First off we really should talk about Shang-Chi the character aka Master of Kung Fu. Originally introduced into the Marvel Comics during the early 1970s Shang-Chi is Marvel’s answer to Bruce Lee in more ways than one. Originally Marvel had intended to license Bruce Lee for the comics directly during the height of Bruce Lee’s popularity but when it fell through there was a little bit of a rush for any licensed character that could be snapped up.

Ultimately, Marvel managed to acquire the rights for Dr Fu Manchu (a 1920’s book character who made the leap to film as a villain). Shang-Chi was born quite literally from Dr Fu Manchu with Shang-Chi being created as his son. Fu Manchu being a secret cult/terrorist leader (of ‘The Five Weapons Society’) brought his son up and trained him within the organisation. It was not until Shang-Chi headed out into the world on his first mission did he learn that his fater was not a hero but a villain, thus beginning a life long quest to defeat him.

Since then Shang-Chi has been an Avenger, trained Spider-Man when he lost his powers, arrested people during the Superhero Registration Act (Civil War) and most recently become the head  aka Supreme Commander of his father’s empire along with his half sister Sister Dagger after his defeat.

But what does all that have to do with the MCU version of Shang-Chi? Well you know in Iron Man 2 where Ivan Vanko aka Mickey Rourke was introduced as a hybrid of Iron Man villains Whiplash and Crimson Dynamo? Keep that in mind. The big change in Shang-Chi’s story is that his father (no longer Dr Fu Manchu) has more history in common with Tony Stark than the previous telling.

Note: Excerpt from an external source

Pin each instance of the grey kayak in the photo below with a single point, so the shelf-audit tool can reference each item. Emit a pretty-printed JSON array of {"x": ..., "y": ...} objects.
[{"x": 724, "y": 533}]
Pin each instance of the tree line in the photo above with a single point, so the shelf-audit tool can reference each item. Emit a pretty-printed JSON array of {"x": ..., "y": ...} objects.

The MCU began with Tony Stark building an arc reactor in a cave with a bunch of scraps after being kidnapped by a Middle Eastern terrorist group known as the Ten Rings. While Tony was man about the MCU even appearing in the Incredible Hulk film or Marvel One-Shot “The Consultant” where he arranged the Abomination’s transfer into SHIELD holding (probably should have looked into that when SHIELD turned out to be HYDRA and was taken down by Captain America). Anyway the Ten Rings appeared again in Iron Man 3 with the bait and switch of The Mandarin.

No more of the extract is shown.